Выбрать главу

Курсантская форма и вправду шла Давляту. В ней он выглядел старше своих лет, возмужавшим, целеустремленным.

— Влюбиться можно, — сказала Шура, вызвав общий смех.

— Защитник! — продолжал восторгаться Максим Макарович. — На таких орлов можно положиться, с ними не будут страшны никакие фашисты!

— Да, изменился, — только и сказала Оксана Алексеевна.

— Вот таким запомнился его отец!

— Неужели ничем не похож на мать? — спросила Наташа, снова взяв фотокарточку.

Максим Макарович развел руками:

— Я видел ее всего два раза — и то в госпитале да у гроба. Э, что говорить! Не любила она, по-моему, сына…

— Не бери, Максим, грех на душу, — сказала Оксана Алексеевна. — Любила, не любила — откуда нам знать?

— Сам Давлят говорил…

— Что говорил?

— Что новый муж ей дороже.

— Ой, Максим! — вздохнула Оксана Алексеевна, укоризненно качнув головой.

Она и сама не подозревала, как была права, потому что несчастная мать Давлята и на один час не забывала сына. Знай Бибигуль, где он, полетела бы, как на крыльях. Но Шо-Карим уже не мог сказать правду: это, считал он, все равно что срубить сук, на котором сидишь. Пуще всего он боялся новой встречи с Мочаловым и по-этому так поспешно уехал из Гарма, отдав за полцены и дом, и скот.

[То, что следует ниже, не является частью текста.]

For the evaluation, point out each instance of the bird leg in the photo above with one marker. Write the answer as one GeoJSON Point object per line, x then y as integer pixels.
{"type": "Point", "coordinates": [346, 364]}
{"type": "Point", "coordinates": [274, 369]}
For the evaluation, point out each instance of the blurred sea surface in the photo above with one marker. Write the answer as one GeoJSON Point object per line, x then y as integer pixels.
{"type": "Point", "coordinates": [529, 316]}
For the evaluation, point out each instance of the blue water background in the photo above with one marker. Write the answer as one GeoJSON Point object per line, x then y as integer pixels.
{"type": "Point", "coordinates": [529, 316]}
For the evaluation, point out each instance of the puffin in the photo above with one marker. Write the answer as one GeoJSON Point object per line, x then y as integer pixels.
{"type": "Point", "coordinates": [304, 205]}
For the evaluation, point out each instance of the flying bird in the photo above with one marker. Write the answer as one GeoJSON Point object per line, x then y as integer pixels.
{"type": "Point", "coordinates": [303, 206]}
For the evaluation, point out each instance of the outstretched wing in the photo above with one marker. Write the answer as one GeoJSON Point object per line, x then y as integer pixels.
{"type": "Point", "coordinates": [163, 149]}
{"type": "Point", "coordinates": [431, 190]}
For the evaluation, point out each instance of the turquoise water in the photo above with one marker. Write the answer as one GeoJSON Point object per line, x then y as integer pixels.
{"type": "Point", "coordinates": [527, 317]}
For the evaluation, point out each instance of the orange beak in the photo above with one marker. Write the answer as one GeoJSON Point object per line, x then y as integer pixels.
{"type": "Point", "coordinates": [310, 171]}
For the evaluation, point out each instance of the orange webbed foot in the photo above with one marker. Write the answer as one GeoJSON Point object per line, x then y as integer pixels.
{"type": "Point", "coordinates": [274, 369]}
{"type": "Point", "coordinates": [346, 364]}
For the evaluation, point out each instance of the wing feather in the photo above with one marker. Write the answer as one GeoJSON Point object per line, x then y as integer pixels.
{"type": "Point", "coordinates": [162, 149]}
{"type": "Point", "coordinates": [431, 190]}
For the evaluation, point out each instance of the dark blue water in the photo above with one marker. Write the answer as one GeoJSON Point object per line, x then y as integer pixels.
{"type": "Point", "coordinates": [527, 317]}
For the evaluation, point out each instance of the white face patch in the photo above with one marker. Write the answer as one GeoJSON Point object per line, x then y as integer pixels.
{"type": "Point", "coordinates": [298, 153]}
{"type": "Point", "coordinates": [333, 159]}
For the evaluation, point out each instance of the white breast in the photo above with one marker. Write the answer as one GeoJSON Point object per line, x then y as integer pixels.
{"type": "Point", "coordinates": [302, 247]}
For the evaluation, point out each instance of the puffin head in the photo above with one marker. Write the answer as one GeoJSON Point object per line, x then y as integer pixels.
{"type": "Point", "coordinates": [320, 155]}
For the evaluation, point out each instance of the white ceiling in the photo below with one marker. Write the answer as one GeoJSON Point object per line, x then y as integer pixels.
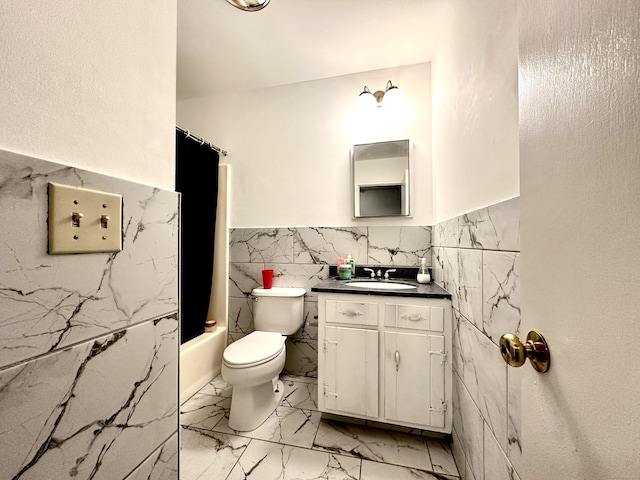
{"type": "Point", "coordinates": [222, 49]}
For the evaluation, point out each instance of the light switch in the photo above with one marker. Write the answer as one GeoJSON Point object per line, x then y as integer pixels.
{"type": "Point", "coordinates": [83, 220]}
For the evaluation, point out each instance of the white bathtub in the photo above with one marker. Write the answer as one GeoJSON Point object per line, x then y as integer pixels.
{"type": "Point", "coordinates": [200, 361]}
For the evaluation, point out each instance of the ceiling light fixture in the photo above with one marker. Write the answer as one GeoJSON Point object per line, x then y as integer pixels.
{"type": "Point", "coordinates": [249, 5]}
{"type": "Point", "coordinates": [366, 97]}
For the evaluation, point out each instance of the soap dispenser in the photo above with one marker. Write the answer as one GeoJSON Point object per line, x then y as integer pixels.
{"type": "Point", "coordinates": [423, 272]}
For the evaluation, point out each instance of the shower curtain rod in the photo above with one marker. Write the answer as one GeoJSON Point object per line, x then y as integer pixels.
{"type": "Point", "coordinates": [201, 140]}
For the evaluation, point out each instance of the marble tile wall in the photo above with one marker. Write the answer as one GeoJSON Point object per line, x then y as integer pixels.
{"type": "Point", "coordinates": [300, 257]}
{"type": "Point", "coordinates": [476, 257]}
{"type": "Point", "coordinates": [88, 342]}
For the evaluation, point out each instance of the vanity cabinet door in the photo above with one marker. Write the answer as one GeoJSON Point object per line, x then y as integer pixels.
{"type": "Point", "coordinates": [415, 378]}
{"type": "Point", "coordinates": [349, 364]}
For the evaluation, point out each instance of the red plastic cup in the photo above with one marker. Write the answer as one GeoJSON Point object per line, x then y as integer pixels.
{"type": "Point", "coordinates": [267, 278]}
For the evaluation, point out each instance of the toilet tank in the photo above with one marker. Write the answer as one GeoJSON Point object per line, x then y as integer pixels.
{"type": "Point", "coordinates": [278, 309]}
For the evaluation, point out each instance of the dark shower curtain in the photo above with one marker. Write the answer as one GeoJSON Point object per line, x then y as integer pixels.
{"type": "Point", "coordinates": [197, 181]}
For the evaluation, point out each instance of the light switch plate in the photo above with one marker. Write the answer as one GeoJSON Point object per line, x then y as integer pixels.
{"type": "Point", "coordinates": [83, 220]}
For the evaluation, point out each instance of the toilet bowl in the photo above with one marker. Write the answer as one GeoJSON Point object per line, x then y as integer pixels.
{"type": "Point", "coordinates": [252, 364]}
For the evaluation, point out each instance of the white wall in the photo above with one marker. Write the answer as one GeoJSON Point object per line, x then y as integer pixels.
{"type": "Point", "coordinates": [91, 84]}
{"type": "Point", "coordinates": [580, 146]}
{"type": "Point", "coordinates": [475, 107]}
{"type": "Point", "coordinates": [290, 145]}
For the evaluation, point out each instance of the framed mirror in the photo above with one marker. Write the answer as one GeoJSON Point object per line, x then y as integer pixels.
{"type": "Point", "coordinates": [381, 179]}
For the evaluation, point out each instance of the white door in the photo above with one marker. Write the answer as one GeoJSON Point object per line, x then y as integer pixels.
{"type": "Point", "coordinates": [580, 238]}
{"type": "Point", "coordinates": [350, 376]}
{"type": "Point", "coordinates": [414, 378]}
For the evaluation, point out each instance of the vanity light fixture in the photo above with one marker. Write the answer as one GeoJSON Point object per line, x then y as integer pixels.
{"type": "Point", "coordinates": [376, 98]}
{"type": "Point", "coordinates": [249, 5]}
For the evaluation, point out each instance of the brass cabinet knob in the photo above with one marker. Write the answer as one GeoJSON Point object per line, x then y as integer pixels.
{"type": "Point", "coordinates": [514, 352]}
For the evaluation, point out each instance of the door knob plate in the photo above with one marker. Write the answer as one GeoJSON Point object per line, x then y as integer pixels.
{"type": "Point", "coordinates": [514, 352]}
{"type": "Point", "coordinates": [540, 358]}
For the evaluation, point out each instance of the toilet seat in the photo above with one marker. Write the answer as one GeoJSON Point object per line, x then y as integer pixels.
{"type": "Point", "coordinates": [254, 349]}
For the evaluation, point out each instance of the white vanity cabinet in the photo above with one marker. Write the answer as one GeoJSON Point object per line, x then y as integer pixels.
{"type": "Point", "coordinates": [386, 358]}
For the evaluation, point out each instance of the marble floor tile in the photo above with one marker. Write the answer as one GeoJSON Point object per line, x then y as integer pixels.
{"type": "Point", "coordinates": [382, 471]}
{"type": "Point", "coordinates": [209, 454]}
{"type": "Point", "coordinates": [373, 444]}
{"type": "Point", "coordinates": [294, 443]}
{"type": "Point", "coordinates": [204, 411]}
{"type": "Point", "coordinates": [266, 460]}
{"type": "Point", "coordinates": [288, 426]}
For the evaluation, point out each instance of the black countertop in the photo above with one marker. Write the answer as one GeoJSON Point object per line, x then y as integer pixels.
{"type": "Point", "coordinates": [423, 290]}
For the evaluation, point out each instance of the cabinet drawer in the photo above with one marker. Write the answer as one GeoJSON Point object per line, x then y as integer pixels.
{"type": "Point", "coordinates": [415, 317]}
{"type": "Point", "coordinates": [351, 313]}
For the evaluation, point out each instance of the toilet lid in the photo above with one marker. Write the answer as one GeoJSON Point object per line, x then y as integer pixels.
{"type": "Point", "coordinates": [255, 348]}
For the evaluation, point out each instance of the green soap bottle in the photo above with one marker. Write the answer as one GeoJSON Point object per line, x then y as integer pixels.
{"type": "Point", "coordinates": [352, 262]}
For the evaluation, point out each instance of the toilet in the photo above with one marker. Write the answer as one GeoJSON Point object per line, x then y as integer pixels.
{"type": "Point", "coordinates": [252, 364]}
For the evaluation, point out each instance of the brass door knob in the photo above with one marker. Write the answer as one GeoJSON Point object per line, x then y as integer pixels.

Пожив короткое время в Кулябе, Шо-Карим получил назначение в Пархарский райфинотдел. Пархар был отдаленным, пограничным районом, где требовались рабочие руки и опытные кадры, так как разворачивалось большое ирригационное строительство, шло освоение новых земель. Сюда переселялись из горных местностей тысячи людей, которые становились хлопкоробами, садоводами и хлеборобами. Несмотря на трудные климатические условия, особенно летнюю жару, когда даже в тени не меньше сорока — пятидесяти градусов, они работали не покладая рук: рыли каналы и арыки, строили гидротехнические сооружения, возделывали поля и растили сады.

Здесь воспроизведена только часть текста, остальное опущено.